Il y a tout juste un an, les équipes du CNES désorbitaient le satellite Spot-2 conformément à la règle des 25 ans. Crédits : E. Grimault.

Pour enrayer l’augmentation du nombre de débris spatiaux et éviter de nouvelles collisions, des mesures ont été prises.

La « règle des 25 ans » limite, par exemple, le temps de séjour en orbite de n’importe quel objet à 25 ans.

Aujourd’hui, environ 50 % des satellites géostationnaires sont correctement pris en charge à leur fin de vie.

Toutefois, comme le souligne Fernand Alby, responsable des activités « Débris spatiaux et Surveillance de l'Espace » au CNES, le constat est sans appel :

« On a fait beaucoup d’effort pour la prévention et cela a permis de ralentir les courbes, mais cela ne suffira pas. Il va falloir faire le ménage ! »



Attraper les débris ou souffler dessus


Projet OTV du CNES. Crédits : CNES.

Projet OTV du CNES. Crédits : CNES.

Plusieurs solutions sont donc envisagées pour tenter de débarrasser l’espace de ses encombrants.

Tandis que l’Europe pense à reconvertir l’ATV, actuel ravitailleur de la Station spatiale internationale, en chasseur de débris, le CNES se penche sur l’OTV (véhicule de transfert d’orbite).
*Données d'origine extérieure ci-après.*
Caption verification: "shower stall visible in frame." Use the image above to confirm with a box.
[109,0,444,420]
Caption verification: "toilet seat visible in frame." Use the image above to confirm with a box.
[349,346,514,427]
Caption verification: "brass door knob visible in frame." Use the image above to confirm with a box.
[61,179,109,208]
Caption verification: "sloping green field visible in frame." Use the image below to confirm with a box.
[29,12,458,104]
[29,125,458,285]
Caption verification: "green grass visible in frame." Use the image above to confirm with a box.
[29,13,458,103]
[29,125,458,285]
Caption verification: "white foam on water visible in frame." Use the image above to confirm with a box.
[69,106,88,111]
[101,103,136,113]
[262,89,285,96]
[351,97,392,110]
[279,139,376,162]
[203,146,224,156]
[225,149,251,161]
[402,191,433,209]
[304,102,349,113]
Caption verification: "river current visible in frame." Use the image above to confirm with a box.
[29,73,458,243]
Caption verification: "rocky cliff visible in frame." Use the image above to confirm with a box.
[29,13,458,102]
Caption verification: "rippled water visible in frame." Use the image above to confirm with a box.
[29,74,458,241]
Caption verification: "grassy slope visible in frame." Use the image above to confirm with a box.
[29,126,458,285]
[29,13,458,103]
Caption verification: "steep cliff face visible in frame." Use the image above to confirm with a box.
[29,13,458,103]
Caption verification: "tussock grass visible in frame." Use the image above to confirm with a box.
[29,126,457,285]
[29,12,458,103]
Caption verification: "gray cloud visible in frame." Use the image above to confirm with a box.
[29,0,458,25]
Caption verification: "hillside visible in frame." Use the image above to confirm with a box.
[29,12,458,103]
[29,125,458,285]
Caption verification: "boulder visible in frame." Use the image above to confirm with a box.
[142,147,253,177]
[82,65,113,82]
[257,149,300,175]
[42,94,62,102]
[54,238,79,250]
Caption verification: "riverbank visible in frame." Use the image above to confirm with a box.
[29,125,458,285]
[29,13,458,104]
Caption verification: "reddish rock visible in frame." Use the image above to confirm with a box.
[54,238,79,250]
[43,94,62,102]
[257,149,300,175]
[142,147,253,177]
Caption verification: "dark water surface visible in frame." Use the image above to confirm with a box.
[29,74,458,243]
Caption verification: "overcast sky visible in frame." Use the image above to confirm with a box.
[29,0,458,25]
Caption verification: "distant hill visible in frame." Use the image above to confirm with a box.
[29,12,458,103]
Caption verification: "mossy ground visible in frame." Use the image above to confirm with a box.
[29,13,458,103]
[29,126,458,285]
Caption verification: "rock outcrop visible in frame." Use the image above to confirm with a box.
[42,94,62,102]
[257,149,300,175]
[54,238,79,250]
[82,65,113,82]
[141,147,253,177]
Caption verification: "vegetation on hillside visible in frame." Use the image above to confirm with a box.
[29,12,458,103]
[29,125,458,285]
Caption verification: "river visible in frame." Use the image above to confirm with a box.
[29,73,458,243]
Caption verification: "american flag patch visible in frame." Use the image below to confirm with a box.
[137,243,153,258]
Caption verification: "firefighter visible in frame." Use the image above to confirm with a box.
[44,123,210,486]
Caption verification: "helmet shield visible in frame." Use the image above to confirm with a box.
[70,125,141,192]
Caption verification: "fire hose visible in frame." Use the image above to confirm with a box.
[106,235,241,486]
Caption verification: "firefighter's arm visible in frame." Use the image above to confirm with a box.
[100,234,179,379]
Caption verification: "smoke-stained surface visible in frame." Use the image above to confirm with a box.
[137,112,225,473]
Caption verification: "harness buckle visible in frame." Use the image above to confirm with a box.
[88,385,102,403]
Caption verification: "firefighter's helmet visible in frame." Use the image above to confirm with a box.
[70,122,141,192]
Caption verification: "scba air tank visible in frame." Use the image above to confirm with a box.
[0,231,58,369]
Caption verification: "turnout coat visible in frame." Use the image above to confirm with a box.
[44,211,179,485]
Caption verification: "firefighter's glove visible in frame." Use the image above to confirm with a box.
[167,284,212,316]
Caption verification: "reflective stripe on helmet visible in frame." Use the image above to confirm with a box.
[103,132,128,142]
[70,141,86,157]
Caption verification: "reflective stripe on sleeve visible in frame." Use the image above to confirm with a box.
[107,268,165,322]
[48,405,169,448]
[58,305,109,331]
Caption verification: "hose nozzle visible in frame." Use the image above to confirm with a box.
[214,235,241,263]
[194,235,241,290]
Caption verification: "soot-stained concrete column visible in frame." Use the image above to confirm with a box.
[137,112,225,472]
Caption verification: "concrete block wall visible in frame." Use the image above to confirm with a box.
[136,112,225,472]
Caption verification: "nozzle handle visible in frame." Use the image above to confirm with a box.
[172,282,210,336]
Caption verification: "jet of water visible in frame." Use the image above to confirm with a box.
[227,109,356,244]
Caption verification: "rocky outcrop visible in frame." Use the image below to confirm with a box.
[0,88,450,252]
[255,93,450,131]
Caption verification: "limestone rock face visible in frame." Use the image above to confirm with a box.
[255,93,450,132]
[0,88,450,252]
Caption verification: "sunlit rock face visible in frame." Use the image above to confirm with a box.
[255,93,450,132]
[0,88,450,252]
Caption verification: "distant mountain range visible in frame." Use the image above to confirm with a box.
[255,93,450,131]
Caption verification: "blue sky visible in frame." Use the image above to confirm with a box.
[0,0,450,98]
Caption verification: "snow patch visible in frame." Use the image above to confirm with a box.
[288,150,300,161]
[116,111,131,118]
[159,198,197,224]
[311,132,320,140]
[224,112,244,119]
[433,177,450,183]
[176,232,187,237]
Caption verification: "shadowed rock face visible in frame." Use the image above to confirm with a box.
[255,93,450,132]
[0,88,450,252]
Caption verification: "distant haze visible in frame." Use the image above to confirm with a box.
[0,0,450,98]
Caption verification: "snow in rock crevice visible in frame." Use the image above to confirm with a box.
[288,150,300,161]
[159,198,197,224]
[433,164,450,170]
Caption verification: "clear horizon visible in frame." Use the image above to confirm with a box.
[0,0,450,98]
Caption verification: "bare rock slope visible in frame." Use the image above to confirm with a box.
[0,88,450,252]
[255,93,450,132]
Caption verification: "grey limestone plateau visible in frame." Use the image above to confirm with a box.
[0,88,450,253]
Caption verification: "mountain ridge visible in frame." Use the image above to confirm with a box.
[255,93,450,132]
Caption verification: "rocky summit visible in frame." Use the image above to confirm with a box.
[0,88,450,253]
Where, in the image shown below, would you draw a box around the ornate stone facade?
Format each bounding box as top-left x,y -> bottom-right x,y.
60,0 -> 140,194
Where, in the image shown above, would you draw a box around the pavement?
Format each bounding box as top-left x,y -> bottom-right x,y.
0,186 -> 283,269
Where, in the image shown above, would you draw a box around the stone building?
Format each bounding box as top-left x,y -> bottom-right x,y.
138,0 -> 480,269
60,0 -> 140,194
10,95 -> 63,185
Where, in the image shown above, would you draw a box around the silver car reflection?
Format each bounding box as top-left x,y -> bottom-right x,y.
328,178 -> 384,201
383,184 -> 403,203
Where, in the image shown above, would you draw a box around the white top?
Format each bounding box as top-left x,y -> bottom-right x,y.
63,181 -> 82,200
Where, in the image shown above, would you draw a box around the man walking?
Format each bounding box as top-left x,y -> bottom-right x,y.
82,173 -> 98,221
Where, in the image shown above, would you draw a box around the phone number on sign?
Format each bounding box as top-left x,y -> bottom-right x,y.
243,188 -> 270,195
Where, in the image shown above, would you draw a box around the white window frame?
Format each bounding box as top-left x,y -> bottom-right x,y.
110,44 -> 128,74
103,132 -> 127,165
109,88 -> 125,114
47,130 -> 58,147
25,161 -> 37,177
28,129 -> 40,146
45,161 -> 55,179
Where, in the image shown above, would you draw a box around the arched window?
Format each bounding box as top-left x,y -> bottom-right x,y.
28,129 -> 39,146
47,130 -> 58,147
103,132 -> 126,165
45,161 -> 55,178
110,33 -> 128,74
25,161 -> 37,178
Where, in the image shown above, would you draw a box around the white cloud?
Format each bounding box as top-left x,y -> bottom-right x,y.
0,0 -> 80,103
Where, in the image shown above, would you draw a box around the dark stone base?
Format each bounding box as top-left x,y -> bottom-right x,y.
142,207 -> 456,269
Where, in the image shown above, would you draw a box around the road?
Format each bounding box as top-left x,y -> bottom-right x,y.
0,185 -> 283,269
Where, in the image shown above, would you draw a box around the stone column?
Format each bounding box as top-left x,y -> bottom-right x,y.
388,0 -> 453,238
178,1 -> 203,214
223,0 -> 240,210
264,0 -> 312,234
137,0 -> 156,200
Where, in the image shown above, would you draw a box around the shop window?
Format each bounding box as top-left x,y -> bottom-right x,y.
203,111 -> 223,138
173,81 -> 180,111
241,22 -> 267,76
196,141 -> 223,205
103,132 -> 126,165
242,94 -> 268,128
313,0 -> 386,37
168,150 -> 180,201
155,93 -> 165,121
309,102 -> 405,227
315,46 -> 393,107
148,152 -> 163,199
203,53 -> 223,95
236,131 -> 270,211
« La solution la plus simple est d’avoir un véhicule qui s’approche du débris, s’y accroche grâce à un bras robotique puis le redescend dans l’atmosphère, explique Christophe Bonnal.

On peut aussi attraper le débris et l’équiper d’un kit de désorbitation, un moteur à propulsion solide par exemple. »



Le workshop du 22 juin dernier au CNES, à Paris, a soulevé de nombreuses questions. Crédits : CNES/S. Charrier.

Le workshop du 22 juin dernier au CNES, à Paris, a soulevé de nombreuses questions. Crédits : CNES/S. Charrier.

« Le moteur équipant le débris serait allumé, permettant la rentrée dans l'atmosphère de celui ci, reprend Christophe Bonnal. Cette solution est plus complexe mais elle permet d’utiliser l’OTV pour désorbiter plusieurs débris au cours d’une même mission. »

Autre idée originale : équiper l’OTV d’un moteur ionique (1) qui « soufflerait » sur les débris et ainsi les désorbiterait.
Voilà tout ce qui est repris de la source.